Séraphin Torrin et Ange Grassi, deux résistants communistes, sont arrêtés le 4 juillet 1944 comme otages à Gattières, sur dénonciation, avec cinq autres personnes en représailles des actions du maquis. Le 7 juillet 1944, ils sont pendus en plein jour aux réverbères des arcades de l’avenue de la Victoire devant des centaines de personnes rassemblées de force par l’occupant. Leurs corps restent exposés pendant trois heures.

Le 28 juin 1944, deux cheminots allemands de la Reichsbahn sont exécutés boulevard Tzarévitch par un groupe de résistants composé de juifs et de non-juifs. Maurice Behar, membre de ce groupe, a comme petite-amie Suzy Ben Hamin qu’il fait rentrer dans leur groupe en janvier 1944. Le 9 juin 1944, il veut se séparer d’elle. Par vengeance, elle dénonce le groupe de résistants à Félix Valetti, Niçois collaborant avec la Gestapo, après l’attentat contre les cheminots allemands. Félix Valetti donne le groupe à la Gestapo et ils sont arrêtés le soir même par des agents français et allemands alors qu’ils sont réunis. Ils sont transférés aux Nouvelles-Prisons de Nice et interrogés. Le 29 juillet 1944, Nagel Engelfried de la Gestapo niçoise emmène cinq détenus dans deux voitures. Parmi eux se trouvent trois membres du groupe : Maurice Lukowski, Maurice Alouf et Maurice Behar.
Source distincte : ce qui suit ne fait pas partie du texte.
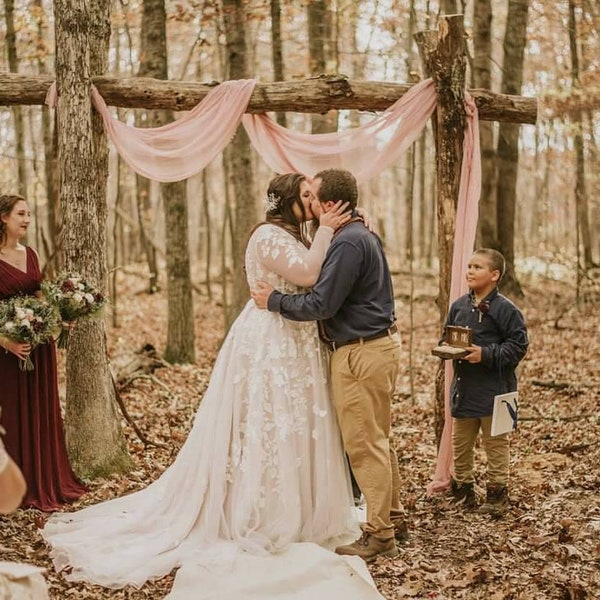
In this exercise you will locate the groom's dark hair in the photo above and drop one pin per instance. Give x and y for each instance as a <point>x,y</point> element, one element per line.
<point>338,184</point>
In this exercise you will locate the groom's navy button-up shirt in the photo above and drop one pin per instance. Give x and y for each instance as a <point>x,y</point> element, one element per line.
<point>353,295</point>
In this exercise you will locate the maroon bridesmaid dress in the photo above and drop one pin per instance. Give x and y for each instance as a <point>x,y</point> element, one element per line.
<point>30,408</point>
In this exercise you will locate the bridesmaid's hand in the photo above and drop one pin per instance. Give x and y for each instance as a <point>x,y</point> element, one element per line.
<point>18,349</point>
<point>336,216</point>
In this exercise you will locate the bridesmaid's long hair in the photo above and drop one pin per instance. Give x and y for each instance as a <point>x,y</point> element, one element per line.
<point>7,203</point>
<point>283,194</point>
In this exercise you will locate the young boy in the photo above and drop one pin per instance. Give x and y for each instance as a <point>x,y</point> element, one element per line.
<point>499,342</point>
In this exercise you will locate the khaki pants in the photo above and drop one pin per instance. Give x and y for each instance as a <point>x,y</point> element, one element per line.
<point>363,378</point>
<point>464,435</point>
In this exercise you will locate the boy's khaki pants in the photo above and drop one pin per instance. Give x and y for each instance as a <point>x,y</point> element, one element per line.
<point>363,378</point>
<point>464,435</point>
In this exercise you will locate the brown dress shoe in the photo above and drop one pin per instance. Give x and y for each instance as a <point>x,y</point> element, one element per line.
<point>400,530</point>
<point>369,547</point>
<point>496,502</point>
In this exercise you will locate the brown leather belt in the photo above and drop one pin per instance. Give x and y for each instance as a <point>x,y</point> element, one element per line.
<point>393,329</point>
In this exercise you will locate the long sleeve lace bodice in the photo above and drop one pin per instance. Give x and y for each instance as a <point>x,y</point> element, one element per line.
<point>275,256</point>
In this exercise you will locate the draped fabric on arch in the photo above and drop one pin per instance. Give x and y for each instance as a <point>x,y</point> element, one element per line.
<point>184,147</point>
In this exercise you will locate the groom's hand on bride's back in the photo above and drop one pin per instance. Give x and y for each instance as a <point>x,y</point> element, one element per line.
<point>260,294</point>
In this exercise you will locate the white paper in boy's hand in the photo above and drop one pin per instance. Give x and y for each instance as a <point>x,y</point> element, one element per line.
<point>504,417</point>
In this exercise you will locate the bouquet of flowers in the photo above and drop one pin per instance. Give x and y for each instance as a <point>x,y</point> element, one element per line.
<point>27,320</point>
<point>74,298</point>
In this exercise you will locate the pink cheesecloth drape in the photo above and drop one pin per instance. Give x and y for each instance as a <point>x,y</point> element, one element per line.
<point>183,148</point>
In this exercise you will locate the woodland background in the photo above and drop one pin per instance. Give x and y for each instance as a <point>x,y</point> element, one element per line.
<point>539,206</point>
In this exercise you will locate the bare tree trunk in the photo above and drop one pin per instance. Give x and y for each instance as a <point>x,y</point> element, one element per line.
<point>319,48</point>
<point>94,438</point>
<point>240,168</point>
<point>482,62</point>
<point>508,141</point>
<point>443,55</point>
<point>277,51</point>
<point>152,44</point>
<point>581,200</point>
<point>49,137</point>
<point>13,65</point>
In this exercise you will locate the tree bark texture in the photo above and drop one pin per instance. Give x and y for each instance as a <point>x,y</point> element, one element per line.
<point>277,52</point>
<point>313,95</point>
<point>581,200</point>
<point>444,57</point>
<point>319,53</point>
<point>180,332</point>
<point>13,65</point>
<point>482,61</point>
<point>93,431</point>
<point>152,43</point>
<point>240,157</point>
<point>508,141</point>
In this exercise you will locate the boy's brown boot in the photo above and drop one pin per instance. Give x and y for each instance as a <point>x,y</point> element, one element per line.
<point>464,493</point>
<point>496,502</point>
<point>369,547</point>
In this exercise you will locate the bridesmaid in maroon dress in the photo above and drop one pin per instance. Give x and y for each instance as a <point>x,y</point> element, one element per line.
<point>29,399</point>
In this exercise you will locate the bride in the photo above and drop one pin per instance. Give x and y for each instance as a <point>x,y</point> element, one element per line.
<point>263,466</point>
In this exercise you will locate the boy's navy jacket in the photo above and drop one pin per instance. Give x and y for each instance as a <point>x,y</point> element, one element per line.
<point>502,335</point>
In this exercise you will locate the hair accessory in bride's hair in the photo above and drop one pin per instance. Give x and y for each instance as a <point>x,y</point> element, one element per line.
<point>271,202</point>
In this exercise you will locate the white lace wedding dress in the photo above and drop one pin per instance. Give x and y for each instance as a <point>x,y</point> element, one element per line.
<point>260,481</point>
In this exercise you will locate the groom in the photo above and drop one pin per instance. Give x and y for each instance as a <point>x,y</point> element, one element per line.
<point>354,301</point>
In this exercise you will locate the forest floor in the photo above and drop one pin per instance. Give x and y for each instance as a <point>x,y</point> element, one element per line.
<point>546,547</point>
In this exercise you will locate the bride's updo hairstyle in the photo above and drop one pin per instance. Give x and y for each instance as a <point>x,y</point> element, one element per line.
<point>282,194</point>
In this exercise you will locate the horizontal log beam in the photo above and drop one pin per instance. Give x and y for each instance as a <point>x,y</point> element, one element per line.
<point>307,96</point>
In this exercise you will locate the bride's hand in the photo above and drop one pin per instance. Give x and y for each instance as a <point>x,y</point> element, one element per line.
<point>260,294</point>
<point>336,216</point>
<point>364,215</point>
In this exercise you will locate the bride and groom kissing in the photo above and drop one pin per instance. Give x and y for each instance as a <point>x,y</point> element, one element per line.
<point>305,376</point>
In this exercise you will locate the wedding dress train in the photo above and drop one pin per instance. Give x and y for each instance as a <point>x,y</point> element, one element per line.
<point>260,480</point>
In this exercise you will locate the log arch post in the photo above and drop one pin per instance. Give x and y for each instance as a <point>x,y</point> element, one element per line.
<point>444,59</point>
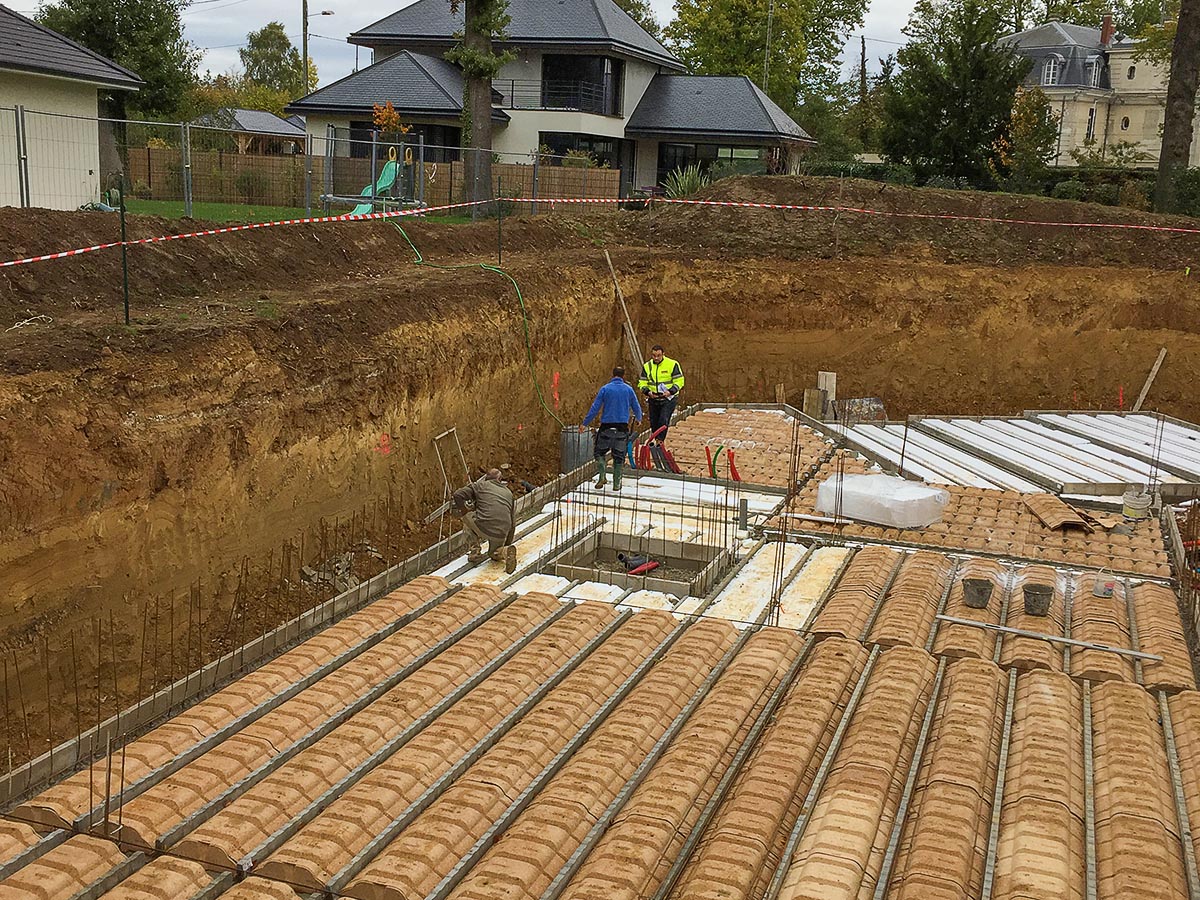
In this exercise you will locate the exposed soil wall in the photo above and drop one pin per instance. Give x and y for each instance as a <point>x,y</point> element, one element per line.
<point>928,337</point>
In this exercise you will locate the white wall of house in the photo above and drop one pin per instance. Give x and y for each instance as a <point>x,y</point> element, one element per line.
<point>64,153</point>
<point>637,78</point>
<point>521,136</point>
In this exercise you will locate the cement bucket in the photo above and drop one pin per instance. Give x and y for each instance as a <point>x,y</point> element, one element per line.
<point>976,593</point>
<point>1037,599</point>
<point>574,448</point>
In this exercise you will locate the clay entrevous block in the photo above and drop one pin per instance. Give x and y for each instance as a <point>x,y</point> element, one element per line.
<point>63,803</point>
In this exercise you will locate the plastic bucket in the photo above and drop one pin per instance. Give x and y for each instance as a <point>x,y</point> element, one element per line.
<point>574,448</point>
<point>1135,504</point>
<point>1037,599</point>
<point>976,593</point>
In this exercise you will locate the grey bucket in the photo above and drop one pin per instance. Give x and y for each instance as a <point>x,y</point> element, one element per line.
<point>574,448</point>
<point>976,593</point>
<point>1037,599</point>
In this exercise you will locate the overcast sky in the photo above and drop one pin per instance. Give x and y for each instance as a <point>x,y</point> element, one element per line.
<point>220,27</point>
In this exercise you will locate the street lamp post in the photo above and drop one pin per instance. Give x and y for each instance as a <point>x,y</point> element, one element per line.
<point>304,41</point>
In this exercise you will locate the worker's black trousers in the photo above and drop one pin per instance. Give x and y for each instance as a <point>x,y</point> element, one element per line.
<point>660,417</point>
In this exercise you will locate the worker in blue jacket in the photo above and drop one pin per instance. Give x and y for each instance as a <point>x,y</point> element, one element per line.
<point>617,406</point>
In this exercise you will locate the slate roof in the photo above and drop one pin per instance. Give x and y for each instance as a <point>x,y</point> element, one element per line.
<point>29,47</point>
<point>1073,45</point>
<point>711,106</point>
<point>251,120</point>
<point>415,83</point>
<point>577,24</point>
<point>1056,34</point>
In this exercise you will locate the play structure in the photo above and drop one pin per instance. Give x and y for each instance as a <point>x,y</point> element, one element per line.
<point>393,187</point>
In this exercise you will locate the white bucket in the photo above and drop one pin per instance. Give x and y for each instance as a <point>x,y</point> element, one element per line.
<point>1135,504</point>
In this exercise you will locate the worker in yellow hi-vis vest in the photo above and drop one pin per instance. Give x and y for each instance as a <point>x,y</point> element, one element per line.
<point>660,384</point>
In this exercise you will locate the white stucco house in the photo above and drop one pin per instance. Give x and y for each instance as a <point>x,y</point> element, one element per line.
<point>49,102</point>
<point>585,77</point>
<point>1102,90</point>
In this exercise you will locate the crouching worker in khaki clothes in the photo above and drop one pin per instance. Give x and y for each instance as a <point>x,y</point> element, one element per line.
<point>489,517</point>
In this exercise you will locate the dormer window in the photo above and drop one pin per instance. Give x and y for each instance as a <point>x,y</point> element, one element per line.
<point>1051,71</point>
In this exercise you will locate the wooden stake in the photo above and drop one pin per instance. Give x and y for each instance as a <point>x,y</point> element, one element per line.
<point>630,335</point>
<point>1150,379</point>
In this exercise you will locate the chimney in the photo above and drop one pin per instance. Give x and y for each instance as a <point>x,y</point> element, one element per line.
<point>1107,29</point>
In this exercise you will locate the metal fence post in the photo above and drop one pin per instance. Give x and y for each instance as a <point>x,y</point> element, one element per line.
<point>307,178</point>
<point>185,149</point>
<point>330,145</point>
<point>420,162</point>
<point>375,161</point>
<point>22,157</point>
<point>537,168</point>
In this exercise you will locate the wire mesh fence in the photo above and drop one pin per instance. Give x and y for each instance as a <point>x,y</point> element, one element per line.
<point>11,184</point>
<point>221,173</point>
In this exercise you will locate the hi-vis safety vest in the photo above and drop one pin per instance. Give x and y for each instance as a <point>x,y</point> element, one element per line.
<point>665,377</point>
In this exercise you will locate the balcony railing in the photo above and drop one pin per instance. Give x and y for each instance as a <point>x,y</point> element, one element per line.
<point>569,94</point>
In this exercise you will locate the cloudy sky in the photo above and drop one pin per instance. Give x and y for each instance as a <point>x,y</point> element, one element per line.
<point>220,27</point>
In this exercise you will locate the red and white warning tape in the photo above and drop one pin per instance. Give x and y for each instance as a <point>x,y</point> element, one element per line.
<point>229,229</point>
<point>581,201</point>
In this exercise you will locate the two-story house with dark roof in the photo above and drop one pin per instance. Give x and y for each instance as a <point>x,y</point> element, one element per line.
<point>585,76</point>
<point>49,101</point>
<point>1102,91</point>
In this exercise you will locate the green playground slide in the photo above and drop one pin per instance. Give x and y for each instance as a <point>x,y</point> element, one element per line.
<point>387,179</point>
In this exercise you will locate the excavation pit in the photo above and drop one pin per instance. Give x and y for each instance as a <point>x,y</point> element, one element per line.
<point>684,569</point>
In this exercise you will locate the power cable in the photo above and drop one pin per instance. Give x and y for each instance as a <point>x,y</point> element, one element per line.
<point>525,313</point>
<point>225,6</point>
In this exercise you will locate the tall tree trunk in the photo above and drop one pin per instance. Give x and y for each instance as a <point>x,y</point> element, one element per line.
<point>1181,97</point>
<point>477,132</point>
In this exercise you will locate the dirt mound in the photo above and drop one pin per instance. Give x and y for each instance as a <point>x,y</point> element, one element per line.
<point>918,221</point>
<point>264,258</point>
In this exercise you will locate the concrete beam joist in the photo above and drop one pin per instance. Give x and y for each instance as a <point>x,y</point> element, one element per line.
<point>274,841</point>
<point>231,793</point>
<point>797,833</point>
<point>573,864</point>
<point>467,862</point>
<point>406,817</point>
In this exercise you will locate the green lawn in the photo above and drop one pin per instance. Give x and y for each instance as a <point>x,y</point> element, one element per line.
<point>243,213</point>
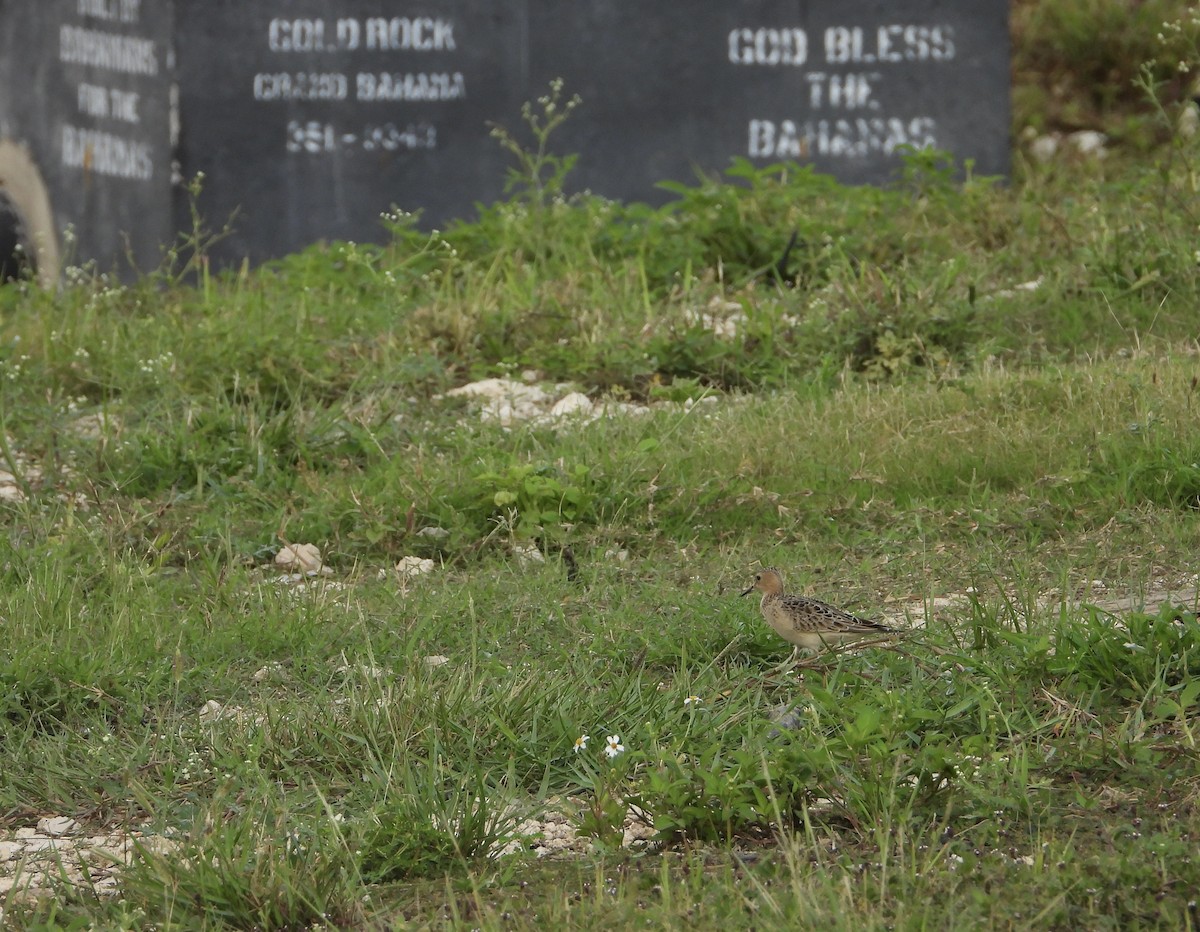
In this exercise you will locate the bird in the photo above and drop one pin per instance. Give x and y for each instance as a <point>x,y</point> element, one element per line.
<point>809,623</point>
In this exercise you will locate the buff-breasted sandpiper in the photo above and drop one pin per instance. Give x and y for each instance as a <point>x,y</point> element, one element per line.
<point>809,623</point>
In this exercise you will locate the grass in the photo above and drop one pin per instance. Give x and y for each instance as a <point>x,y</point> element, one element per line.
<point>903,428</point>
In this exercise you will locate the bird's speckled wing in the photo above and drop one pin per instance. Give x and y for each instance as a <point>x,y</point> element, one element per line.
<point>813,614</point>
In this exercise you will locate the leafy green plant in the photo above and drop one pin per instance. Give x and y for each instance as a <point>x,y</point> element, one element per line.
<point>543,498</point>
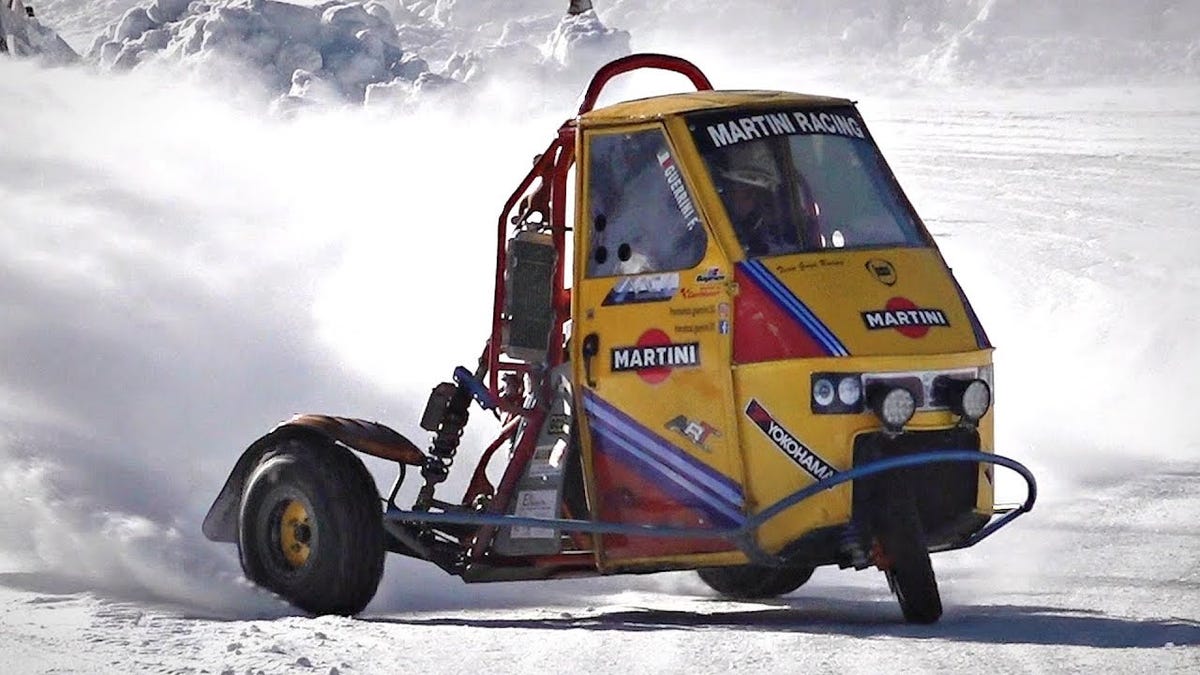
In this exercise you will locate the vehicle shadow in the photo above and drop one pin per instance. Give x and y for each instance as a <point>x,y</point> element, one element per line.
<point>1007,623</point>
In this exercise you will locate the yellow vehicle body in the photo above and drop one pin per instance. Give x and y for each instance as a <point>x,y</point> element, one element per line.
<point>715,393</point>
<point>742,354</point>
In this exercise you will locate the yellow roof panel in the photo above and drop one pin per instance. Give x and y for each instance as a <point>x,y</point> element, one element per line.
<point>658,107</point>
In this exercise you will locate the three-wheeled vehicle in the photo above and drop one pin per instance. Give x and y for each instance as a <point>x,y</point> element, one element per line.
<point>723,340</point>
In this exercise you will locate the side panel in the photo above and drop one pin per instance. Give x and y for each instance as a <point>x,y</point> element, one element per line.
<point>659,438</point>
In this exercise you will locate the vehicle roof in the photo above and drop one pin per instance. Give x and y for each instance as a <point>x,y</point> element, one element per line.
<point>657,107</point>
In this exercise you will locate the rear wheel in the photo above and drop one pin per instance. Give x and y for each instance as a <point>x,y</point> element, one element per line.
<point>909,569</point>
<point>311,527</point>
<point>754,581</point>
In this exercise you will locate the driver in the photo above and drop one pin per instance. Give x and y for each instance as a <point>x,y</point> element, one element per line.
<point>750,191</point>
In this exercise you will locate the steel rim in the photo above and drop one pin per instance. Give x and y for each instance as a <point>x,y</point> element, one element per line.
<point>295,533</point>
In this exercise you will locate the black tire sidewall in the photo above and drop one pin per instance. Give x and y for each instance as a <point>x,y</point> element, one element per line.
<point>346,549</point>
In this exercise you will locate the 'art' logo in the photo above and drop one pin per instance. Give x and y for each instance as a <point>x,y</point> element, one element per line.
<point>655,356</point>
<point>905,317</point>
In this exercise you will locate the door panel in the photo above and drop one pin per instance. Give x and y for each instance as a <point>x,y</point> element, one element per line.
<point>660,446</point>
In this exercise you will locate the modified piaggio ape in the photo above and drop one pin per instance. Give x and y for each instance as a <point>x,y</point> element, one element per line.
<point>723,340</point>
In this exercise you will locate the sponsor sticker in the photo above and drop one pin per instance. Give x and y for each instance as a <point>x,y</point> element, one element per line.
<point>702,292</point>
<point>787,442</point>
<point>695,430</point>
<point>535,503</point>
<point>733,130</point>
<point>805,266</point>
<point>882,270</point>
<point>655,356</point>
<point>693,311</point>
<point>904,316</point>
<point>643,288</point>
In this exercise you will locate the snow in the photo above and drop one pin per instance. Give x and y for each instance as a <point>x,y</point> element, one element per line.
<point>179,270</point>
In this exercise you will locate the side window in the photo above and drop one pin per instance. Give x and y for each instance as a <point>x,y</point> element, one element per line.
<point>641,216</point>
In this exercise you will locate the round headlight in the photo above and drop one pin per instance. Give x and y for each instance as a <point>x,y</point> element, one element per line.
<point>976,400</point>
<point>850,389</point>
<point>822,392</point>
<point>893,405</point>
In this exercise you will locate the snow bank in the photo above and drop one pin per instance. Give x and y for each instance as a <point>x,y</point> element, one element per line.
<point>23,35</point>
<point>347,52</point>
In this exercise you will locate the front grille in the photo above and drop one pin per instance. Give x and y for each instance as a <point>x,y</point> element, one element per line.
<point>946,491</point>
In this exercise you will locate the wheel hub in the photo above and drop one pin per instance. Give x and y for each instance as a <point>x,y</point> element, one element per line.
<point>295,533</point>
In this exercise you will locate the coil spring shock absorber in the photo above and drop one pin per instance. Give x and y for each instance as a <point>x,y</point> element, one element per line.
<point>445,416</point>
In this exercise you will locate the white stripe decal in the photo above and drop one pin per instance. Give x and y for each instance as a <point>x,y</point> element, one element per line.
<point>688,485</point>
<point>653,446</point>
<point>797,309</point>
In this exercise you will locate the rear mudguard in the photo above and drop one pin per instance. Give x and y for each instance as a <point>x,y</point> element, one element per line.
<point>370,437</point>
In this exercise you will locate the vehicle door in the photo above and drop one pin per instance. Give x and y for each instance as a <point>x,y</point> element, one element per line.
<point>652,346</point>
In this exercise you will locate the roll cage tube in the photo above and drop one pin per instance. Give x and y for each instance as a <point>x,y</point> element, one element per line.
<point>549,197</point>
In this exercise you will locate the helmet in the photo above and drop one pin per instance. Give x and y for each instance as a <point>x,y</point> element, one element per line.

Ils sont fusillés mais les corps n’ont jamais été retrouvés7. Une plaque commémorative rappelle la mémoire de Maurice Lukoswki au cimetière juif du château à Nice8. La Gestapo de Nice a également exécuté vingt-et-un résistants du quartier allemand de la maison d’arrêt de Nice le 15 août à l’Ariane en représailles du débarquement de Provence. Le même jour, trois officiers de la gestapo cannoise exécutent dix résistants (huit décèdent, deux survivent à leurs blessures) dans les caves de son siège de la villa Montfleury avant de l’évacuer. Enfin, de nombreux autres résistants du département sont arrêtés, fusillés ou déportés depuis l’intensification de la guérilla provoquée par les débarquements du 6 juin 1944 et du 15 août 1944.
La ville connaît une situation de grave pénurie alimentaire. Les Azuréens ne consomment plus que 150 grammes de pain par jour depuis le 15 juillet puis 100 grammes après le 15 août9. Les Allemands tentent d’organiser un ravitaillement depuis la Ligurie mais ils peinent à trouver des camions en Italie10.

L’ambiance devient électrique. Avec le déclenchement du débarquement, les Allemands proclament l’état de siège et la loi martiale11. Le 15 août, cinq soldats allemands sont visés par des tirs place Masséna. Aucun n’est touché. Cela avait déjà été le cas le 22 janvier 194412. Le couvre-feu est établi toute la journée du 16 août13 puis de 14 à 17heures le jeudi 17 août13.
Le jeudi 17 août, vers 22h15, le préfet Ravard vient demander à la Feldkommandantur de déclarer Nice ville ouverte. Le général Fretter-Pico répond au message d’information : Pour des raisons militaires, la ville de Nice ne sera jamais déclarée ville ouverte13. Nouvelle demande le 18 août 1944 et nouveau refus13.

Le samedi 19 août, une conférence a lieu à la Feldkommandtur entre le chef de groupe administratif docteur Koechling, le capitaine Buccholz de l’état-major de la 19e armée et le SS Gerhard Keil, chef de la Gestapo de Nice. L’objectif est de réfléchir aux mesures de répression à ordonner en cas de soulèvement (exécutions, déclarations…)13.
Une série de grèves est organisée pour gêner les activités des occupants. Le personnel du journal L’Éclaireur de Nice et du Sud-Est se met en grève le 17 août suivi le lendemain par les employés de l’usine à gaz. Le 20 août, la CGT lance un ordre de grève générale. Le même jour, des résistants coupent les fils du PC allemand installé à Fabron14.
Les résistants cherchent à accroître leur stock d’armes qui demeure très insuffisant. Le 22 août, des armes sont récupérées dans une caserne annexe de la gendarmerie, quartier Saint-Roch14. Ce même 22 août, des membres des Groupes d’Assaut du PPF, des miliciens et des cadres de la Gestapo quittent la ville pour Menton puis pour Neuss en Rhénanie.
Le 24 août, la grève générale est suivie aux TNL, à la SNCF, dans la métallurgie, les transports, les journaux, le bâtiment. Le relais des communications téléphoniques est détruit14. Ce même 24 août est créé un Comité insurrectionnel présidé par René Houat (décédé en 2009). L’insurrection se prépare14. Des contact ont lieu entre les autorités allemandes (Feldkommandantur et commandement du port) et la Résistance par l’intermédiaire de la préfecture. Les Allemands souhaitent ne pas avoir à exécuter totalement le plan des destructions prévues mais demandent en échange de pouvoir évacuer la ville sans être attaqués. Les négociations échouent15.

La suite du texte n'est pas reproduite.